The role of the analog designer—and, to some extent, the power-supply designer—has been evolving over the past decade or so. Recently, the trend has been accelerating, driven by ever higher semiconductor integration levels and global changes in product manufacturing.
Integration has been moving upstream from the processor toward a variety of analog peripherals, and manufacturing has been moving to China. The longer version of the story, though, is interesting and instructive.
New Roles
Consider the evolving role of analog designers. At one time, these engineers were expected to be masters of the arcane art of interconnecting an assortment of more or less single-function components. Long ago, they worked with passives and tubes, then transistors, then operational amplifiers and comparators, then simple timing ICs, phase-locked loops (PLLs), analog-to-digital converters (ADCs), digital-to-analog converters (DACs), and so forth.
These designers were engaged with driving analog radios and TVs, oscilloscopes and X-ray machines, and radar sets and bombsights, most of which interacted with the real world in terms of analog signals. More recently, the output became digital to facilitate interaction with microcontrollers or DSPs, which were the domain of the digital designers (see “An Early Experience With Mixed-Signal Design Disciplines”).
Today, it’s different. When mixed-signal chipmakers announce new products, many of these devices, perhaps most of them, are application-specific. They also comprise the entire signal chain, from the sensor inputs that collect analog data in one form or another and turn it into voltage levels through signal conditioning to digitization.
Often, the output is preconfigured for input to one of the chipmaker’s microcontrollers or DSPs. In fact, a complete reference design is usually available. All that is left for the end-product manufacturer to do is to decide which features to implement at which price points and to create a package design that will wrap around the electronics.
Forces for Change
This chipmaker business model seems to be common around the world.
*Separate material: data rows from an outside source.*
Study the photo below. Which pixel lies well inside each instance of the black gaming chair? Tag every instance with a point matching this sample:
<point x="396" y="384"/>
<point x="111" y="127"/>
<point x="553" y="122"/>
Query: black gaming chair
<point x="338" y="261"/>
The only difference is that in Europe, Japan, and Korea, where IC makers may be part of a larger, vertically integrated organization, the prime customers for new chips may be internal, while for North American chip companies, the customers tend to be manufacturers in China.
For analog design engineers, this change in product integration has altered the career landscape. Except for engineers involved in industrial control and, to some extent, in mil-aero and telecom companies, the jobs that once involved bench design have evaporated.
All of the companies that I have spoken with agree that analog design opportunities have migrated inside the chip companies, where analog engineers may be mixed-signal chip designers or application engineers, either inside or in the field.
The story of how this state of affairs came to pass takes some telling. Obviously, the relentless shrinking of IC design rules, generation by generation, enabled greater integration. But that same relentless shrinking created enormous headaches as operating and allowable input voltages shrink along with feature size.
Refining analog chip design in the analog domain alone probably stopped around the 0.35-µm generation. Ever since then, it has been necessary to accommodate what are essentially noise problems with tricks in the digital domain.
In fact, that design-rule shrinkage has been one of the drivers toward mixed-signal integration. Interfacing a signal-conditioning amp to an ADC no longer can be left to customer engineers, who aren’t intimately familiar with the quirks of the process technology and the often proprietary techniques that have been implemented at all stages of the signal chain.
Chipmakers that don’t want customers complaining that their products can’t achieve their datasheet characteristics in real-world designs must hide their interfaces inside the chip package. Even then, it’s unlikely that the performance of the final product is going to be improved by a customer’s tinkering with the layout developed at the factory.
Hence, we find reference designs complete down to Gerber plots and armies of field application engineers to explain to customers why they really don’t want to save half a cent per board by using cheaper capacitors.